Termin: Dienstag, 22. Februar 2005, 16.30 Uhr
Ort: Vortragsgebäude der Akademie Leopoldina, Emil-Abderhalden-Straße 36, 06108 Halle (Saale) 

  • Prof. Dr. Thomas Lengauer, Ph.D., Saarbrücken, Mitglied der Akademie: "Bioinformatische Analyse von HIV-Resistenz"

    Bei der Therapie von AIDS-Patienten ist eines der vorrangigen Probleme, dass das HI-Virus schnell gegen verabreichte Wirkstofftherapien resistent wird. So muss in regelmäßigen Abständen ein Therapiewechsel vorgenommen werden. Die Wahl einer geeigneten Anschlusstherapie wird dabei zunehmend schwierig. Der Vortrag beschreibt rechnergestützte Methoden, die in diesem Zusammenhang Therapievorschläge berechnen. Grundlage der Methoden ist die bioinformatische Analyse von experimentellen und klinischen Daten, die u.a. Laborwerte zur Virusresistenz und Krankengeschichte umfassen. Die entwickelte prototypische Software ist auf dem Internet zugreifbar und hat in verschiedenen Fällen, in denen eine manuelle Therapieauswahl aussichtslos erschien, bereits erfolgreiche Therapien vorgeschlagen.

    Thomas Lengauer: Studium (1971-75) und Promotion (1976) in Mathematik in Berlin, Ph.D. Studium am Computer Science Department der Stanford University (1975-79) mit Abschluss Ph.D. (1979), Habilitation in Informatik an der Universität des Saarlandes (1984). C4-Professur für Informatik an der Universität-GH Paderborn (1984-92), Leiter des Instituts für Methodische Grundlagen der GMD und zugleich Professor für Informatik der Universität Bonn (1992-2001), Direktor am Max-Planck-Institut für Informatik in Saarbrücken (seit 2001), Mitglied der Leopoldina, Sektion Informationswissenschaften (seit 2003).
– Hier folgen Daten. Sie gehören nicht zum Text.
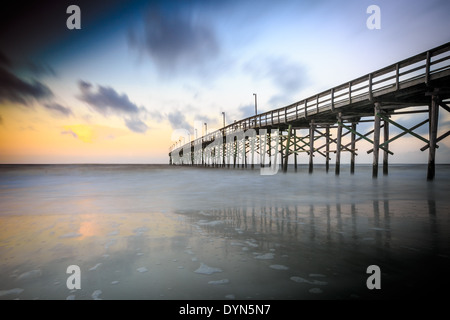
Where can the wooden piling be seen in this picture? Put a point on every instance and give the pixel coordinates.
(338, 145)
(376, 139)
(327, 148)
(288, 142)
(295, 150)
(353, 148)
(386, 146)
(311, 145)
(434, 118)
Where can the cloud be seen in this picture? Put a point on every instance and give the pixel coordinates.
(5, 61)
(178, 121)
(136, 125)
(58, 109)
(286, 75)
(70, 132)
(176, 40)
(247, 111)
(41, 69)
(107, 101)
(16, 90)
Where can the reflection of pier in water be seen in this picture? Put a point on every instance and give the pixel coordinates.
(354, 225)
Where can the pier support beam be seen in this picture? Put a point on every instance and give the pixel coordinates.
(295, 150)
(434, 118)
(376, 140)
(338, 145)
(386, 145)
(353, 147)
(311, 146)
(327, 148)
(288, 142)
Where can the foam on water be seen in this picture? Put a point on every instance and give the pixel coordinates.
(204, 269)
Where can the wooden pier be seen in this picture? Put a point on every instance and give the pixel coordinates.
(417, 85)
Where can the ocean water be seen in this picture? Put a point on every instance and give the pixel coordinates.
(172, 232)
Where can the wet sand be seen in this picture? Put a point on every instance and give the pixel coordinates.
(274, 248)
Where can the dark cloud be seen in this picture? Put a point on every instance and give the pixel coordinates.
(16, 90)
(176, 40)
(5, 61)
(58, 109)
(41, 69)
(106, 100)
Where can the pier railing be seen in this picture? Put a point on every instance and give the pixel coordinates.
(421, 68)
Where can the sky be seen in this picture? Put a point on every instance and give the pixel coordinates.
(115, 90)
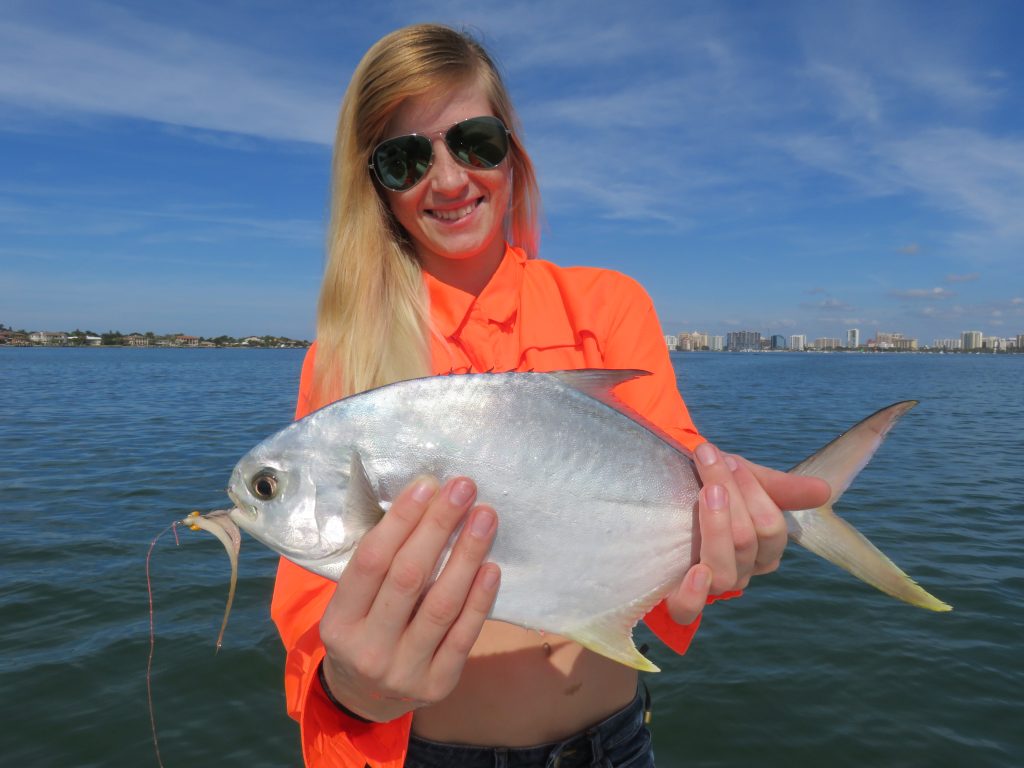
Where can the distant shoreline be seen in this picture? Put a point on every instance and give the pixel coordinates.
(305, 345)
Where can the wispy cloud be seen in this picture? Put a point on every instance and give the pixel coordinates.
(924, 293)
(139, 70)
(969, 278)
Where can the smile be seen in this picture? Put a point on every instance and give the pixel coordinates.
(456, 213)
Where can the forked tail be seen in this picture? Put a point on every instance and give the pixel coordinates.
(824, 534)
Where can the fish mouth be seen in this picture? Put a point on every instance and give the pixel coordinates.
(242, 513)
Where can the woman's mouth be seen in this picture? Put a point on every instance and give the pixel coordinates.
(454, 214)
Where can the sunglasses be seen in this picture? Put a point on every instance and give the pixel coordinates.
(400, 163)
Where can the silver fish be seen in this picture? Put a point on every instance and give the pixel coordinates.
(596, 507)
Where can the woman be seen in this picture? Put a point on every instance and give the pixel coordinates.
(430, 270)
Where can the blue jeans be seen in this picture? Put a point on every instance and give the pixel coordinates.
(620, 741)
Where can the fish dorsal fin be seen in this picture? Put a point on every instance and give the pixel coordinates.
(610, 634)
(363, 505)
(598, 383)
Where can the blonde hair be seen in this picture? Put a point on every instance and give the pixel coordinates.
(373, 321)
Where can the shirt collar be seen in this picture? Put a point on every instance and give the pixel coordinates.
(498, 302)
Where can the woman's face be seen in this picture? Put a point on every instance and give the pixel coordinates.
(456, 215)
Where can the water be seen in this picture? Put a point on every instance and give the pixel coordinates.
(101, 449)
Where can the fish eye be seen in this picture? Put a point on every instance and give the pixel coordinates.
(264, 484)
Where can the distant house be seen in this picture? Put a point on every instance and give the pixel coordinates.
(48, 337)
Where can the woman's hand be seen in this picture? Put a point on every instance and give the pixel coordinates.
(742, 531)
(387, 651)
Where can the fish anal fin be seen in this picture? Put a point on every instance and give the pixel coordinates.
(363, 505)
(610, 634)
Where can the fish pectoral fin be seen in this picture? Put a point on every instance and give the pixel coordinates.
(610, 635)
(363, 505)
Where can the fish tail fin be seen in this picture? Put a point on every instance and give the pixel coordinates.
(826, 535)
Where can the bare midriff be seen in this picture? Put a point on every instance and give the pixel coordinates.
(521, 688)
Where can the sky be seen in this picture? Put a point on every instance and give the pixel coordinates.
(783, 167)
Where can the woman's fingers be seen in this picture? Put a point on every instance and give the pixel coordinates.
(417, 559)
(787, 491)
(728, 543)
(449, 597)
(769, 524)
(361, 580)
(454, 650)
(689, 599)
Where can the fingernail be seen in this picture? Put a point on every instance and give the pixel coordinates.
(700, 581)
(489, 580)
(481, 522)
(715, 496)
(461, 493)
(707, 454)
(424, 489)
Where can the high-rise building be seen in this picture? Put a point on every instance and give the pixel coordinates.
(742, 341)
(971, 340)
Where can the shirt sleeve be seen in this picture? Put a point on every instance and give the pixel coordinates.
(329, 736)
(635, 340)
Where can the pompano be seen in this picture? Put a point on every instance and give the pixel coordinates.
(596, 507)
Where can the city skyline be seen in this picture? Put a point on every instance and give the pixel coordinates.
(793, 168)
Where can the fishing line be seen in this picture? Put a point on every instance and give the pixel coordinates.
(153, 636)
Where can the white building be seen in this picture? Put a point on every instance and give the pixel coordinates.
(971, 340)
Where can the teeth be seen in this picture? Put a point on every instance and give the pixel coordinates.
(456, 214)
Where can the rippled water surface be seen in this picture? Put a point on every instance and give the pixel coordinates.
(101, 449)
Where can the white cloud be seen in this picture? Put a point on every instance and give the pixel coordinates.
(148, 72)
(924, 293)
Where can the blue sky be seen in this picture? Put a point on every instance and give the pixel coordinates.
(785, 167)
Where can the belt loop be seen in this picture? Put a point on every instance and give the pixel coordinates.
(598, 760)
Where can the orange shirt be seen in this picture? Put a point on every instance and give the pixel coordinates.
(532, 315)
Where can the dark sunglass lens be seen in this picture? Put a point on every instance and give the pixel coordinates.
(401, 162)
(481, 142)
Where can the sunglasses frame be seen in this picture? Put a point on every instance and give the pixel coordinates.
(430, 137)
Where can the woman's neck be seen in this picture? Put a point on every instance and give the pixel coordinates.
(470, 274)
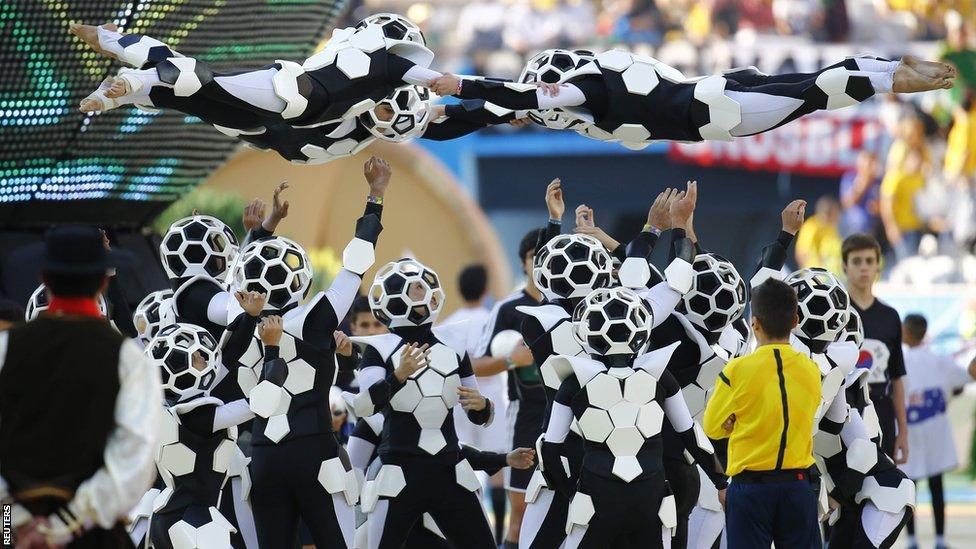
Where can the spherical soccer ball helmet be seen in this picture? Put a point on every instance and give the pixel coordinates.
(717, 296)
(276, 266)
(854, 329)
(39, 302)
(188, 359)
(411, 113)
(154, 313)
(572, 265)
(395, 27)
(552, 66)
(390, 295)
(198, 245)
(823, 304)
(612, 321)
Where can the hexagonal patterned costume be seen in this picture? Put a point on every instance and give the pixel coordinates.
(288, 385)
(567, 268)
(358, 68)
(619, 405)
(635, 99)
(197, 448)
(419, 471)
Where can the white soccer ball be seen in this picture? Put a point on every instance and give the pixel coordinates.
(410, 108)
(154, 313)
(612, 321)
(717, 296)
(276, 266)
(198, 245)
(572, 265)
(188, 359)
(406, 293)
(823, 304)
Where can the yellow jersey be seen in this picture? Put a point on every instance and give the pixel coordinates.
(774, 394)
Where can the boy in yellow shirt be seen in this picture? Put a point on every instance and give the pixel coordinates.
(765, 404)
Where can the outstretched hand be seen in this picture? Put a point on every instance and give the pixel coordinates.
(254, 214)
(793, 215)
(554, 199)
(377, 172)
(684, 205)
(659, 216)
(279, 209)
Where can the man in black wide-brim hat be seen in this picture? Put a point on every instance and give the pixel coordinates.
(79, 407)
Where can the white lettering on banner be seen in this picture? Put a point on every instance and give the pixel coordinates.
(820, 144)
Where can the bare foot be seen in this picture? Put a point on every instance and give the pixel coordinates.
(89, 35)
(907, 80)
(932, 69)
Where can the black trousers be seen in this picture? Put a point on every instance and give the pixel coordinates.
(625, 513)
(285, 487)
(685, 485)
(431, 487)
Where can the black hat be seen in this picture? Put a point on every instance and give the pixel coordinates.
(76, 249)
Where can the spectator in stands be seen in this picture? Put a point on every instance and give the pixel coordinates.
(860, 191)
(818, 242)
(930, 381)
(79, 407)
(908, 161)
(958, 50)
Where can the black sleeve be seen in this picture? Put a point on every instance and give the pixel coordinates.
(241, 333)
(552, 231)
(480, 460)
(119, 308)
(495, 91)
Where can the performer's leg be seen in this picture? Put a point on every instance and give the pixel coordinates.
(938, 504)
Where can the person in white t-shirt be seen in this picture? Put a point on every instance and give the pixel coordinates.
(930, 381)
(473, 284)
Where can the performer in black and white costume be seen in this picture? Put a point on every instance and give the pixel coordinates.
(704, 328)
(198, 443)
(635, 99)
(415, 375)
(296, 466)
(567, 268)
(875, 499)
(619, 398)
(425, 534)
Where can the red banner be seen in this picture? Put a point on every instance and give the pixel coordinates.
(823, 144)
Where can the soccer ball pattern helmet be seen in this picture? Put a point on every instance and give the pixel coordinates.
(612, 321)
(411, 113)
(823, 304)
(154, 313)
(389, 296)
(571, 266)
(717, 296)
(552, 66)
(278, 267)
(173, 351)
(39, 302)
(854, 329)
(198, 245)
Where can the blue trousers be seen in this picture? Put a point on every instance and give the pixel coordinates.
(784, 513)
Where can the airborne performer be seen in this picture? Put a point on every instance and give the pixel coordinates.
(635, 100)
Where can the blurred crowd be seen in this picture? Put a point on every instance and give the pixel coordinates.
(916, 189)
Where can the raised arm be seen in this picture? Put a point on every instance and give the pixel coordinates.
(774, 254)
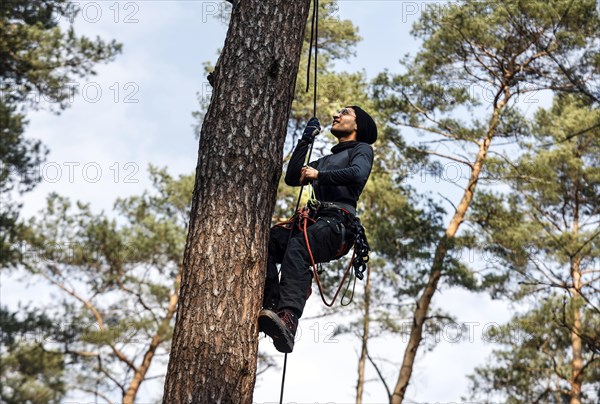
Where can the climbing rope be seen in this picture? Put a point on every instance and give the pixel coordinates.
(314, 34)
    Forschungsschwerpunkte: Informatikmethoden zur Analyse und Interpretation großer genomischer Datenmengen; Programmentwicklungen im Bereich der Wirkstoffsuche.
  • Prof. Dr. Hauke Hennecke, Zürich, Mitglied der Akademie: "Symbiotisches Leben an der Grenze zur Anoxie"

    Rhizobien kommen wahlweise als frei lebende Bodenbakterien oder als echte Endosymbioten in den Zellen von Wurzelknöllchen der Leguminosen vor. In Symbiose reduzieren sie N2 zu Ammonium (sog. Stickstoff-Fixierung), welches der Wirtspflanze als Stickstoffquelle dient. Beim Wechsel vom frei lebenden in den symbiotischen Zustand stellen die Rhizobien ihren Stoffwechsel radikal um. Einerseits passen sie sich an die extrem geringe Sauerstoffkonzentration im Knöllchen an, was ihnen mittels einer neuartigen Atmungskette gelingt. Andererseits synthetisieren sie den enzymatischen N2-Fixierungsapparat, für dessen Funktion anoxische Bedingungen zwingend nötig sind. Zwei anscheinend inkompatible Prozesse – mikroaerobe Atmung und anaerobe N2-Fixierung – müssen also in koordinierter Weise induziert werden und in der Zelle miteinander kooperieren. Dafür sorgt ein komplexes Regulationsnetzwerk, in welchem auf Sauerstoff reagierende Sensorproteine als kritische Kontrollelemente fungieren.

    Hauke Hennecke
    : Studium Biologie und Chemie in München (1969-73), Promotion und Habilitation auf dem Gebiet der Mikrobiologie (1977 bzw. 1981), C2-Professor für Mikrobiologie an der Universität München (1982-83), Außerordentlicher bzw. Ordentlicher Professor für Mikrobiologie an der ETH Zürich (1983 bzw. seit 1985 bis heute), Mitglied der Leopoldina, Sektion Mikrobiologie und Immunologie (seit 2001).

    Forschungsschwerpunkte: Symbiotische Interaktion zwischen Bakterien und Pflanzen; biologische Stickstoff-Fixierung; molekulare Mechanismen der bakteriellen Genregulation durch Sauerstoff, Stickstoff-Oxide und Eisen; Biogenese von redox-aktiven Proteinen.